Je remets d'ailleurs le lien vers ce billet (en anglais) qui explique que si les hommes avaient leurs règles, mais pas les femmes, on ne manquerait pas de considérer cela comme une preuve qu'ils peuvent seuls exercer certaines fonctions. Comment en effet pouvoir être soldat, politicien, dirigeant sans être habitué à verser son sang tous les mois, sans avoir prouvé que l'on était capable de résister à cette blessure majeure ? Ce serait  également une preuve de pureté puisqu'ainsi le sang est renouvellé régulièrement, et on se demanderait même comment avoir le sens de l'espace, du temps et des mathématiques sans ce don qui permet de connaitre le rythme de l'Univers.

2/ les vraies souffrances, celles qui méritent d'être prise en charge, et pour commencer d'être prises en considération, sont noyées dans le magma "des trucs de femmes", des "c'est normal d'avoir mal ç'est le lot de toutes les femmes" etc. C'est ainsi que l'on commence tout juste à entendre parler d'une maladie difficile comme l'endométriose (mais il y en a d'autres) qui semblait se réduire il y a encore peu à des règles plus abondantes et longues et des douleurs plus importantes. Je vous conseille le billet de Chouyo sur ce sujet. 
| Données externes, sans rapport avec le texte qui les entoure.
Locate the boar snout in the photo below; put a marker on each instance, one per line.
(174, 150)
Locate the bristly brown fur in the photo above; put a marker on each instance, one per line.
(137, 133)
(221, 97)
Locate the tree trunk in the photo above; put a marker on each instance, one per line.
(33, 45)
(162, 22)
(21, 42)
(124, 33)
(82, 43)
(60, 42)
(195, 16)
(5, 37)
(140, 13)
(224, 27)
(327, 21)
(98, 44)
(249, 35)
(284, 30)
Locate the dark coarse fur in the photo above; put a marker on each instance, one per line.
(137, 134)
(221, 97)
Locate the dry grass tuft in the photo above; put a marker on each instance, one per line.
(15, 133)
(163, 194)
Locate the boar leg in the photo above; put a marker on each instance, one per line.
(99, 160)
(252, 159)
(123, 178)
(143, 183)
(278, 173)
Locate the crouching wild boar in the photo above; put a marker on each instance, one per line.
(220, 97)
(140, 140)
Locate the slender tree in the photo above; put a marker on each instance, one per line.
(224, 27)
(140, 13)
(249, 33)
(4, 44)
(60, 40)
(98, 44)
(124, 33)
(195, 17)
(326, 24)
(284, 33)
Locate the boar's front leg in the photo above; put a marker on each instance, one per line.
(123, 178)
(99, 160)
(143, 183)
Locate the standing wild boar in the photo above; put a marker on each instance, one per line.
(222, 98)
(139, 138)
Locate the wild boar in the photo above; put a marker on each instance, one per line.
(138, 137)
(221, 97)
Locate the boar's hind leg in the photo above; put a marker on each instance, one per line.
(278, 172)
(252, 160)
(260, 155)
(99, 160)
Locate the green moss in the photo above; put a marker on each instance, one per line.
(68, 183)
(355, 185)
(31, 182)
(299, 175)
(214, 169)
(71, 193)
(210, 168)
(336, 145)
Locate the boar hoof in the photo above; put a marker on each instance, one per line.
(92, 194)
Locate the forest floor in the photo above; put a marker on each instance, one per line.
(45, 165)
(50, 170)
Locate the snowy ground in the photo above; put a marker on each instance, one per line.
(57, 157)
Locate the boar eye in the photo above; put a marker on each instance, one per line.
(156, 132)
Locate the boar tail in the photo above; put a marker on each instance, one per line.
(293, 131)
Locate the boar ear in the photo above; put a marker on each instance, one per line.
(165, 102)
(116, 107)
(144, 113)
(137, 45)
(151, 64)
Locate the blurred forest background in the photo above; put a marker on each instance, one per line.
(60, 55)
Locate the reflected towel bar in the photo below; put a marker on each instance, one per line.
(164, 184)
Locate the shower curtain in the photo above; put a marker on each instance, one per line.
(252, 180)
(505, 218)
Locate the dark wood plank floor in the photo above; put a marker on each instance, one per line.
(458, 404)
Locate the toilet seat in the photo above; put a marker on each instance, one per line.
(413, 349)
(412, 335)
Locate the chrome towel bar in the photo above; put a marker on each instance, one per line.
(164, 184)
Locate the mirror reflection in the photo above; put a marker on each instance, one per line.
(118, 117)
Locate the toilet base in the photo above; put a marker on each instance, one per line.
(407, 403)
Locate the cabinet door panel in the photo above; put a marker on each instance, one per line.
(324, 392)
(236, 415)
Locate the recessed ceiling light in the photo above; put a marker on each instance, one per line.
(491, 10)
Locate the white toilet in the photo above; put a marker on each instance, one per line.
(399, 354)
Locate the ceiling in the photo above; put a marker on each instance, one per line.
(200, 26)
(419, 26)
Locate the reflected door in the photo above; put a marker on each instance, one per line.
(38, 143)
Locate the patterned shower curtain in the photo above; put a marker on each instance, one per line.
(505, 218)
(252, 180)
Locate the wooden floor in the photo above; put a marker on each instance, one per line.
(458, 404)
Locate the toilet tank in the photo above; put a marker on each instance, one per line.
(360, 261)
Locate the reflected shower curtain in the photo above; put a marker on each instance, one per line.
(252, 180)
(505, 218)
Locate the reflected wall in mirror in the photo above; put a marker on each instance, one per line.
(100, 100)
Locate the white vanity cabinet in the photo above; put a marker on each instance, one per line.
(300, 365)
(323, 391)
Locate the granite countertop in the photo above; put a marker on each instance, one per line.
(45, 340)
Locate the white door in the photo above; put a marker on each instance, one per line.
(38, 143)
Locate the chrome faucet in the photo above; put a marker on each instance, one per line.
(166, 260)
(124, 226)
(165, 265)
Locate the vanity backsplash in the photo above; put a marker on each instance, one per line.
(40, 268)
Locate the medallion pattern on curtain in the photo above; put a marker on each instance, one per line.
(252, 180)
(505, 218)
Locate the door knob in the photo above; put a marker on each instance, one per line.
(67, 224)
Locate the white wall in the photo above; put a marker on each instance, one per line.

Ce n'est pas non plus une raison pour taxer plus 

 Pour finir, sachez qu'il existe  un mouvement pour demander que ces produits soient taxés comme des produits de première nécessité (ce qu'ils sont en effet)

La pétition est ici.  Cette campagne est internationale et le Canada a déja modifié les taxes en ce sens, l'Australie devrait le faire bientôt.